How do we engage students in writing on such a level they can buy into how greatly literacy can empower them without creating problems within their context? (the family) As I seek to better understand students, I somehow always make my way back to books by Mike Rose. Donna Dunbar-Odom has studied Rose extensively and sees three themes running throughout his works. (1) literacy as a passport or an escape; (2) the role teachers play in shaping a student’s life; (3) effects or assumption we, as educators, have about our students. Although Dunbar-Odom interjects a thought-provoking quote by Rose: “Students will float to the mark you’ve set” (as a classroom teacher), I’m not altogether certain I can truly buy into this. I hope I’m wrong.
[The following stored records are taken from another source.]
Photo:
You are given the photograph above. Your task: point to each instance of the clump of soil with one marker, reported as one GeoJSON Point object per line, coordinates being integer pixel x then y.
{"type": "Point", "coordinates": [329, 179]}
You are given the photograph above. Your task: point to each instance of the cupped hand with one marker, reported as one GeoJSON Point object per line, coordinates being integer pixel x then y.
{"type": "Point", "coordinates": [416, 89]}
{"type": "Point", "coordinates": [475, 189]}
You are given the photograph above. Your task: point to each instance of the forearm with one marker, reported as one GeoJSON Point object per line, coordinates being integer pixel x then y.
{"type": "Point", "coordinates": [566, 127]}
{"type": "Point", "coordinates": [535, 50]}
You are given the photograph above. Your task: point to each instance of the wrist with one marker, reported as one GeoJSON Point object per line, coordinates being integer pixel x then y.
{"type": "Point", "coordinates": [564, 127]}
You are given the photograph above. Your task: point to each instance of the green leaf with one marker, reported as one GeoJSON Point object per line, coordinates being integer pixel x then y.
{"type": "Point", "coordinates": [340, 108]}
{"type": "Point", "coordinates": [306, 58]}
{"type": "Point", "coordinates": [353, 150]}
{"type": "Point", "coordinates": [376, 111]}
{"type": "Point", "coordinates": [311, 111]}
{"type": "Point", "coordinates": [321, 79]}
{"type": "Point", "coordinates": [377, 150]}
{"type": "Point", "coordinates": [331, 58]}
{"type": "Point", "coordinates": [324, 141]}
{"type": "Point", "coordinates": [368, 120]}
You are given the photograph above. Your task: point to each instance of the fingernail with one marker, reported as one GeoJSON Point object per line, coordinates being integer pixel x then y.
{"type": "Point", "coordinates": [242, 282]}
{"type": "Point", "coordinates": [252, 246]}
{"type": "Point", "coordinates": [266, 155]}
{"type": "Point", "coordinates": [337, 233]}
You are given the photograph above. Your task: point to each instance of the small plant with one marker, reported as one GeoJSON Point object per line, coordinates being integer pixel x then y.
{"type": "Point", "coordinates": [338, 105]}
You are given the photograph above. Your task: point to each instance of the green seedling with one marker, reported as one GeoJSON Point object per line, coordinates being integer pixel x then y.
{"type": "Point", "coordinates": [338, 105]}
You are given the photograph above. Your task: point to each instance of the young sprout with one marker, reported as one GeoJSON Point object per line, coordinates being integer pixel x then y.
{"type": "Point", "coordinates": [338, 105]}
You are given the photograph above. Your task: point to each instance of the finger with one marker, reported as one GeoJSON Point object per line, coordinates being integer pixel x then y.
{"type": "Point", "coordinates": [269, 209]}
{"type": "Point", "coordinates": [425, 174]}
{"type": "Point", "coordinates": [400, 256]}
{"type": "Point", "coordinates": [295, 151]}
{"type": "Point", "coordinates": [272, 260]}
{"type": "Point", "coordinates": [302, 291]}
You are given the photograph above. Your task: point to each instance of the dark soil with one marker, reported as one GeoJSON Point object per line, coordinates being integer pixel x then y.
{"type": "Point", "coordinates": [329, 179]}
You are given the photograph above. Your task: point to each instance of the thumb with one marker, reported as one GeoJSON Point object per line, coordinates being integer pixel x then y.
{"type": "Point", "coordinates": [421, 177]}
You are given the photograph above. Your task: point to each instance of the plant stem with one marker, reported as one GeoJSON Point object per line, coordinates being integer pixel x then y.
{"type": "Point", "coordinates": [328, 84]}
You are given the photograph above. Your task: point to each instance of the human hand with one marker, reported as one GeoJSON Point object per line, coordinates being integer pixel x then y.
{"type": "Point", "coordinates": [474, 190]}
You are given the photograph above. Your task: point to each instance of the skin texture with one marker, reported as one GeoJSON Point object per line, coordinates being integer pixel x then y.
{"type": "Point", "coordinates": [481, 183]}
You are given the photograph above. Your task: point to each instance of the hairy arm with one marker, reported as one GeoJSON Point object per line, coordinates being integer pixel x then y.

Encouraging our students to have a voice in their writing and making them feel empowered appears to be the key here. David Bartholomae The Norton Book of COMPOSITION STUDIES, is quick to point out that the basic writer may not even be aware of the conventions of his own community, Therefore, we, as teachers, may be called upon to help students sort out how better to “think,” “argue,”, “describe”, or “define” concepts as they seek to achieve their goals.

English 571 is truly challenging me, but I’m left with many questions as I prepare myself to teach college writing. Like many educators, I like concrete answers with easy to incorporate examples of how best to serve my students. I’m a hands-on, tactile learner and for me, much of what we’re studying is extremely philosophical. I welcome your comments and suggestions as to how I can effectively serve my future students.

Works Cited:

Taylor, Todd. “Take 20.” The University of North Carolina-Chapel Hill. Produced by Bedford/St. Martin’s. 2009.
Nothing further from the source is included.